第198話 アルス村の改革―設備編―








――もし、お前が選択をしなければならない時が来たら……お前には、選ぶことが出来るのか?


 聞き覚えのある声が、前方から聞こえてくる。


――選択とは、誰しもが必ず経験する事だ。それは、お前であっても例外ではない。


 責める訳では無い、諭すような声。

 嗚呼、そうか……どこかで聞き覚えがあると思ったら、これは俺の声だ。でも、なんで前方から俺の声が……?


――その時は、もうすぐ側まで来ているぞ?


 ……ダメだ、何も見えない。

 前を見ようとしても、周囲は暗闇で目を凝らしてみるが全く意味をなさなかった。


 選択の時が、すぐ側に……?

 一体、お前は何を言っているんだ?


――待っているぞ……か、それとも……か。お前が選ぶのは、一体どちらだろうな?


 おい、待て!!

 重要な部分が聞こえ……な、い……。


 そうして俺は、再び意識を失ってしまう。













「――おい、藍!!」

「……グラファルト?」


 体を揺すられる感覚に目を開けると、そこにはグラファルトの姿があった。

 いつの間にか二人掛け用のソファに横にされていた俺の体にグラファルトは跨っている。見下ろすグラファルトの頬に手を添えると、確かな温もりを感じることが出来た。


「大丈夫か? 随分とうなされておったぞ」

「……うーん」


 そうか、魘されてたのか……どんな夢を見ていたのか思い出せないんだよな。何となくだけど真っ暗な空間で何かを言われた様な……うん、駄目だな。思い出せない。


「なんか変な夢を見ていた気がするんだけど……」

「ふぅ~ん」

「ま、思い出せないし大した夢じゃなかったのかもしれないな」


 苦笑しながらそう言うと、グラファルトは小さく笑みを溢して顔を近づけて来た。


「グ、グラファルト?」


 グラファルトは俺の額に自分の額をくっつくけ始める。

 一瞬キスされるのかと思って動揺してしまった。


「あの、グラファルト」

「いいから、大人しくして居ろ」


 動く俺の頭をグラファルトは両手を使い抑えてくる。そうしてグラファルトはその目を閉じて唯々額をくっつけ続けた。


「……うむ、もういいか」


 しばらくの間、額を合わせ続けていたグラファルトだったが、そう呟くとゆっくりと額を離して開いた朱色の双眸を細めて、俺に微笑みかける。


「どうしたんだ?」

「……閃光の奴と訓練をしていた時にな、呼ばれた気がしたのだ」

「え、一体誰に?」

「――お前にだ」


 俺がそう聞くと、グラファルトは真っ直ぐと俺の目を見てそう答えた。


「俺に?」

「ああ、訓練の最中に確かにお前の声が聞こえた気がしたんだ。いつもは安心する筈のその声が、その時ばかりは我を不安にさせた……まるで、お前が遠くへ行ってしまう様な、そんな気がしたんだ」


 俺の顔を抑えているグラファルトの両手が微かに震えている。不安だったと語るグラファルトの顔は陰りを帯びていた。


――俺がグラファルトから離れる訳がないだろう?


 そう伝えようとして右手をグラファルトの頭に乗せ、撫で始めたのだが。


「ッ……」


 どういう訳か、軽々しくその言葉を口にしてはいけない気がした。

 頭の中ではそう思っているのに、言葉にしようとすると声が詰まる。その後も何度か試してみたが、どうしてもグラファルトの言葉を否定する事が出来なかった。

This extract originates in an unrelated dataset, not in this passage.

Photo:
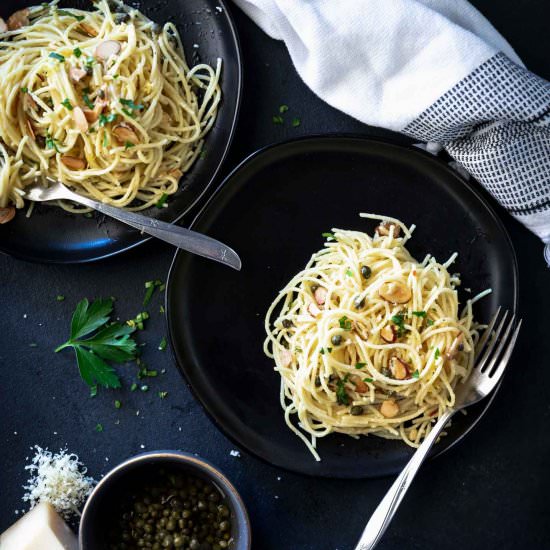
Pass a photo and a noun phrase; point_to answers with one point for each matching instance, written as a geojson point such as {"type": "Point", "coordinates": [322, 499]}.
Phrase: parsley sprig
{"type": "Point", "coordinates": [95, 340]}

 一体、俺とグラファルトの身に何が起こっているのだろうか?


 そもそも、俺はグラファルトの名前を読んだ覚えはない。

 寝言で呼んでいたのだとしても、物理的に届く距離だとは思えないんだよな。無意識に念話を使っていた可能性もあるけど……。


(ウルギア、俺は寝ている時に無意識に念話とか使ってた?)

(いいえ、私が知る限りでは藍様がおやすみの間に念話が使われた形跡はありません)


 やっぱりその可能性もないか。

 スキルや魔力などの管理はウルギアにしてもらっている為、ウルギアが使われていないと言うのならそうなのだろう。


(ですが……藍様と駄竜――グラファルト・ヴァヴィラ・ドラグニルの魂を繋いでいる魔力に微かな揺らぎを感じました)

(揺らぎ?)


 真相はわからず仕舞いなのかと思い始めていた時、ウルギアから思わぬ事実を知らされる。

 詳しく聞いてみると、俺が眠り始めてから一時間くらい後、微かに俺からグラファルトへと魔力が流されていたらしい。ただ、それが何を意味しているのかはウルギアでもわからないのだとか。


(一瞬だけでしたので、詳しく解析する時間もありませんでした。そもそも、藍様と駄竜の共命という状態自体が異常なので、藍様の御身体に異変が起こらない限りは特に何かをするつもりはありませんでした)

(そうか……わかった、ありがとう)


 一通り説明してもらったところで、ウルギアにお礼を言って会話を終了した。


 うーん、つまりはこういうことか?

 眠っている俺は、無意識にグラファルトへ魔力を通して名前を呼んだ。

 その声を聞いたグラファルトは説明できない不安に襲われて急遽俺のところまでやって来た。理由や原因は不明。


「うーん、わからないな」

「まあ、こうしてお前と触れ合っていたら不安も消えたのだから、別に大した問題ではなかったのだろう。我はもう考えるのはやめた。分からぬ事を悩み続けていても仕方がないからな」


 それもそうか。

 俺が頭を撫で続けていると、心地好さそうに喉を鳴らすグラファルト。そんなグラファルトの気持ちよさそうにしている顔を見ていると、不思議ともやもやが消えていく様な気がする。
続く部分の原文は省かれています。